Em última análise, um psicólogo é o melhor recurso, idealmente um psicólogo que já trabalha com crianças que tenham sido abusadas sexualmente. Eles saberão como fazer as perguntas certas para determinar se ela foi abusada sem colocá-la numa situação em que sente que fez algo de errado. Se acredita que é provável que haja abuso, eu procuraria contactar uma.
No entanto, até ter visto um especialista, eu teria o cuidado de discutir isto directamente com ela. Eu limitaria as minhas perguntas a coisas como se houvesse alguém que ela não gostasse de ver ou algo que ela preferisse não fazer com os outros (sem dizer nada sobre que tipo de coisas que ela possa não gostar) e ver o que ela diz. A maioria das crianças vai mencionar muitas coisas como não gostar de limpar o quarto ou comer vegetais, e querer não ser babá da babá chata que não tem TV, etc., coisas bobas. Mas ela pode sugerir que quer evitar alguém com quem se sinta desconfortável devido a abusos. Se assim for, não insistiria demasiado no porquê ou no que aconteceu, mais uma vez como não especialista pode correr o risco de usar perguntas importantes que enviesam tanto as suas respostas como a forma como ela encara a situação; considere simplesmente não a forçar a ficar sozinha com o indivíduo até que ela consulte um psicólogo ou um médico que possa analisar as probabilidades de abuso e o ajude melhor a discutir o assunto com ela.

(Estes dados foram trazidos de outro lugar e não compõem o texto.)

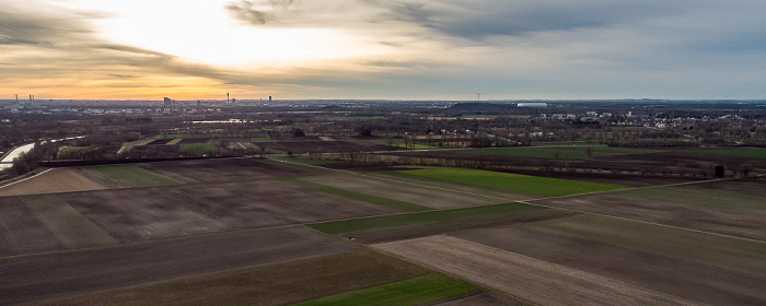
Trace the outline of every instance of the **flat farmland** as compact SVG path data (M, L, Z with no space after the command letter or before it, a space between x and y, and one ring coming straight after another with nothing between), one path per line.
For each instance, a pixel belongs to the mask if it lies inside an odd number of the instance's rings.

Se por alguma razão os pais dela se recusarem continuamente a que ela fale com um especialista, então talvez queira procurar opções mais directas, como contactar os serviços para crianças; uma vez que há sempre a possibilidade de um dos pais abusar da criança e resistir activamente a procurar ajuda para a criança. No entanto, eu tentaria, pelo menos, que ela consultasse primeiro um psicólogo sem serviços infantis; embora os serviços infantis sejam normalmente muito delicados a este respeito, penso que um único psicólogo profissional pode ser mais delicado no tratamento da situação; especialmente quando se verifica se houve algum abuso. Ainda assim, sublinho que é melhor contactar os serviços infantis do que não fazer nada se não estiverem a ser tomadas outras medidas e se suspeitarem verdadeiramente da existência de abusos. É melhor dizer alguma coisa e estar errado do que não dizer nada e permitir que qualquer abuso que possa estar a acontecer continue.